The proposed rule also requires each institution seeking NIH funding to establish a publicly accessible website on which it would post its conflict of interest policy and all financial conflicts of interest held by investigators, updated at least annually. This is a great step toward better transparency that is meaningful to patients and consumers, as it will provide an important crosscheck to the Sunshine database and other disclosure websites for assessing conflicts and compliance.

We’d still like to see payments below $5000 be disclosed to institutions – the number is arbitrary, and studies suggest gifts and payments much lower than that can create bias.  Though the NIH cited concern over administrative burden, many institutions and companies have already begun requiring disclosure at a much lower threshold, suggesting it’s important, and doable.

And the big increments that NIH set for public disclosure on the websites (less than $20,000, less than $50,000, less than $100,000 or more than $250,000) leave too much guesswork. There is a difference between a $250K relationship and one in the millions, but the public won’t be able to see that if the proposed rule stands as is.
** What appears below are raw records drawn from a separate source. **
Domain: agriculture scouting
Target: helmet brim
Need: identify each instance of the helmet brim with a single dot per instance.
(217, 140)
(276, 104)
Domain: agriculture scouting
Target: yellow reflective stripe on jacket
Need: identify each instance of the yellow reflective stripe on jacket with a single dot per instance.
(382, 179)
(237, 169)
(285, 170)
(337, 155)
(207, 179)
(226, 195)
The nature of academic-industry relations has changed dramatically in recent years, and it’s encouraging to see that the NIH rules get that—and account for it. For instance, the NIH addressed the shift in industry-backed CME by making explicit that payments for lectures, seminars, and speaking gigs sponsored by non-profits are not exempt from disclosure, acknowledging that for-profit companies often create non-profit arms to fund talks and execute programming. And they added “paid authorship” and “travel reimbursement” to the list of examples of payments to acknowledge industry’s heavy reliance on speakers’ bureaus, backing researchers to attend or present at conferences, and ghostwriting – or soliciting an academic to sign an article that was not written by her/him in full:

With regard to “paid authorship”, in particular, although there should be little question that receipt of payment from an entity in exchange for the drafting of a publication constitutes payment for services, we believe it is important to reference this form of payment specifically in the regulations.